Integrating magical twists into our mundane daily life is, I think, a way to repel seeing reality from the eyes that have been given to us. It’s to put on our own lenses and produce our very own narrative — one that doesn’t necessarily follow linear events and timeframes, one that transcends dimensions. After all, our reality is never a homogenous one — it can be strange but beautiful, and the atmospheric, dream-like quality of Record of a night too brief achieves that with great finesse.
“Not only was I there, the girl was there with me, right by my side. She didn’t have any mass either. I knew she was there because I could hear her moving about in places where nothing could be seen.” (p. 26).
The next two stories continue to dive into the ephemeral and the fragmented. “Missing” is a parody of traditional Japanese culture, where family traditions get twisted and uncanny events take place but everyone continues to carry on like nothing’s happened — a quality that I’ve come across in various Japanese creative productions such as Murakami’s screen adaptation Drive my car and Yōko Ogawa’s novel The Memory Police. In this story, the narrator’s brother disappears and her middle brother marries his brother’s fiancée, and with that, things get stranger by the day.

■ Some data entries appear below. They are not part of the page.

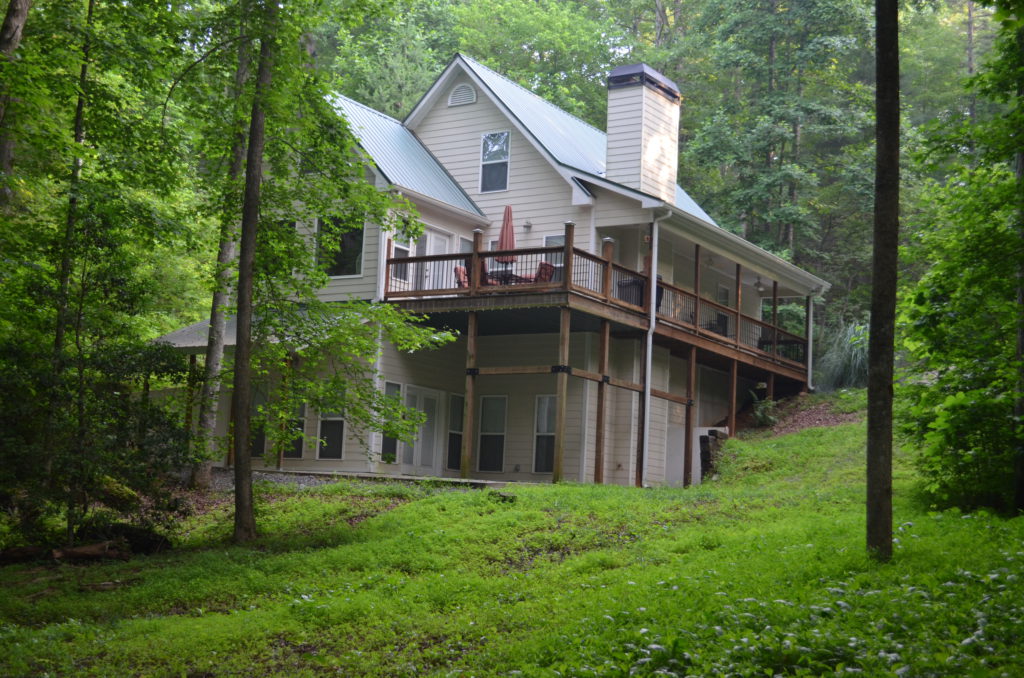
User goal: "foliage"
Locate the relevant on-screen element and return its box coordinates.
[0,417,1024,676]
[816,323,867,391]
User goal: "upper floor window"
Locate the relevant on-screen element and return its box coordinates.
[480,132,510,193]
[317,219,362,278]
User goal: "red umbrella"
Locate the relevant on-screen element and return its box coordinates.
[495,205,516,263]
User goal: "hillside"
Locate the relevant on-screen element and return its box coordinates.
[0,395,1024,678]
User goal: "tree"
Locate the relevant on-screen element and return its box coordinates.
[867,0,900,561]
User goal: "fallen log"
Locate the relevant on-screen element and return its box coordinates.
[52,541,131,562]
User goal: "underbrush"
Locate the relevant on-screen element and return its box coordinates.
[0,411,1024,676]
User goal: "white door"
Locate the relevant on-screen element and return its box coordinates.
[401,386,441,475]
[416,226,455,290]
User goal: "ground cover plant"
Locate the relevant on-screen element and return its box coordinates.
[0,396,1024,677]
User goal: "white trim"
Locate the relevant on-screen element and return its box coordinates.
[477,129,512,194]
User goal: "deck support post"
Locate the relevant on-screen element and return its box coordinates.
[728,359,739,437]
[683,346,697,488]
[736,263,743,347]
[459,311,479,478]
[551,307,571,482]
[594,319,611,484]
[693,245,700,334]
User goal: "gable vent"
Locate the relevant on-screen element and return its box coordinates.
[449,83,476,105]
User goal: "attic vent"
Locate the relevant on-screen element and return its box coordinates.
[449,83,476,105]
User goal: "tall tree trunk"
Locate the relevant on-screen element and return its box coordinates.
[867,0,899,562]
[191,7,249,489]
[231,0,278,543]
[0,0,32,205]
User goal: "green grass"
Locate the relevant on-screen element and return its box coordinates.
[0,411,1024,678]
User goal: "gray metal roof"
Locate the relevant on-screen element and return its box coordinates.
[456,54,718,226]
[332,94,483,216]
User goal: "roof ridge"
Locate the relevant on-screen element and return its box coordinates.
[334,92,406,127]
[456,52,608,136]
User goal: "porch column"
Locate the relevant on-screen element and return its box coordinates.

“Lately, things just keep going missing. Most recently, my eldest brother—that is, of my two elder brothers, brother no. 1. It’s been two weeks now since he disappeared.” (p. 93).

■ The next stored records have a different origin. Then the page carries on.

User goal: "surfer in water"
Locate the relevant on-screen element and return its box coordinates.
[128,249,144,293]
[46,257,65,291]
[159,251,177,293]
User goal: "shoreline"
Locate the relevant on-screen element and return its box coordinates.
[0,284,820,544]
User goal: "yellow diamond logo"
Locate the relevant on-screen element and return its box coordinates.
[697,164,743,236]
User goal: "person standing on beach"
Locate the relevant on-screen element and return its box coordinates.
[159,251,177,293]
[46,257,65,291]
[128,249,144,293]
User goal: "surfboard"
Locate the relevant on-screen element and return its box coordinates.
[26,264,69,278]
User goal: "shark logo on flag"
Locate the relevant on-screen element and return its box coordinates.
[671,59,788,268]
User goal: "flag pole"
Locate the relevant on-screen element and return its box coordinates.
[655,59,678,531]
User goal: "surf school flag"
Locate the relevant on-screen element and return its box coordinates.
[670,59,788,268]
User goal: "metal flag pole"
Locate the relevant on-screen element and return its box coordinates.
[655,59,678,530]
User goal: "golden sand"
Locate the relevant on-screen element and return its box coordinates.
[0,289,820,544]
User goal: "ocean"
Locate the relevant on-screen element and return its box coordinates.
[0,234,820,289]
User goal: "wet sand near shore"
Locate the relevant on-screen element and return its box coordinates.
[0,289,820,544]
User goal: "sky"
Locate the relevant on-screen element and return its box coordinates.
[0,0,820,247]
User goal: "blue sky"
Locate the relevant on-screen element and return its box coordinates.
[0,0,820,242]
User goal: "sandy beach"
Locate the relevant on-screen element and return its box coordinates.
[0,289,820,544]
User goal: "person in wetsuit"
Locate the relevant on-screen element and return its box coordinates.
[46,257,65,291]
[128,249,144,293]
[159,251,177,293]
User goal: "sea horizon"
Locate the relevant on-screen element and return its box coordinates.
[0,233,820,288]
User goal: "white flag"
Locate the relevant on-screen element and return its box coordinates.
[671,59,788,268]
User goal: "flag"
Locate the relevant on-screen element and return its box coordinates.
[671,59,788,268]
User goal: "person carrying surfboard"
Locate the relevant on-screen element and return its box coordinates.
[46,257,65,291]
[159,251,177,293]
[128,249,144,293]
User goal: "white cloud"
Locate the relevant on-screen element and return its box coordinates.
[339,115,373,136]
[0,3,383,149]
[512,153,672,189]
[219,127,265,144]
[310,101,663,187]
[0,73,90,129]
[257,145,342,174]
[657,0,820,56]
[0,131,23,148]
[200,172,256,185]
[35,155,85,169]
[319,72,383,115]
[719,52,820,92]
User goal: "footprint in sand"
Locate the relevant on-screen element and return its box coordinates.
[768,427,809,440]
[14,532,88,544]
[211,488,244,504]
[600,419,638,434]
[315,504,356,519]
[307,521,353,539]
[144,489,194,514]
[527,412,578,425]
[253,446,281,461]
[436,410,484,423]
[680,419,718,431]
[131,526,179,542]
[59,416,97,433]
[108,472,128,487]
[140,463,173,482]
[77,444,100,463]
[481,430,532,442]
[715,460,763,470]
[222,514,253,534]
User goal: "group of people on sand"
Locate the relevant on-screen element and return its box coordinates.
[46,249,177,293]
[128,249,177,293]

And the last one, “A snake stepped on” is the most surreal one, and it tells the story of a girl’s relationship with a shape-shifting snake who infiltrates her life, incorporating an almost biblical theme of temptation and enticement.

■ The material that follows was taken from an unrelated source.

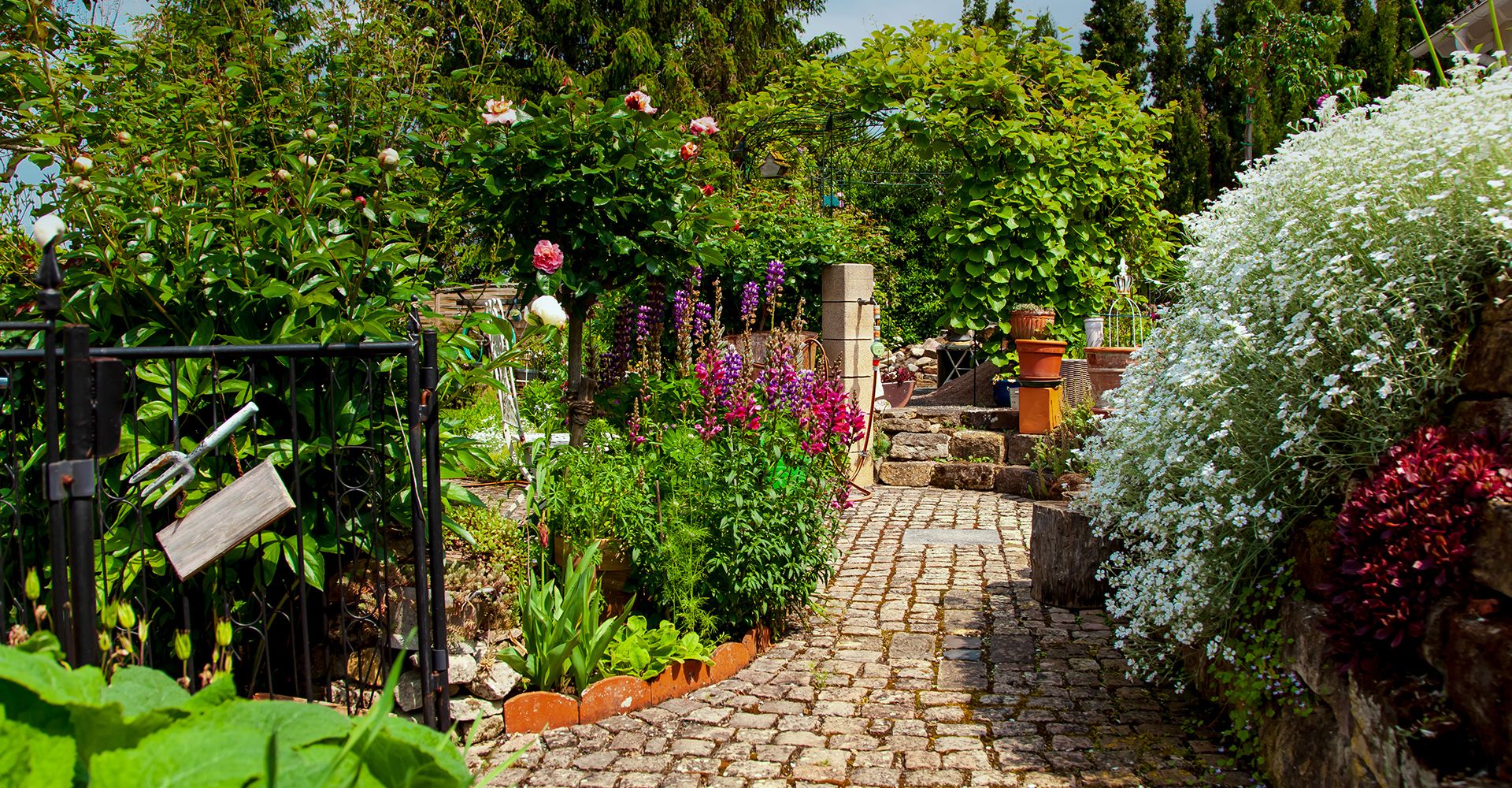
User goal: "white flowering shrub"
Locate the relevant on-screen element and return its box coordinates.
[1084,66,1512,675]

“After polishing off another dumpling, I drank some beer, then ate some beans, and then had another gulp of the beer. But I couldn’t bring myself to touch the sashimi. The thought of raw fish prepared by a snake was simply too creepy to take.” (p. 161)
The three pieces have in common a female narrator, who keeps up with the events no matter what, even though the feeling of ‘something’s wrong’ is undeniably palpable. When the world turns upside-down, you might hope for the best. But in her book, Kawakami doesn’t aim for moral standards and instead, pursues the consequences of living in a misty world of magic, away from answering — what’s in here to do?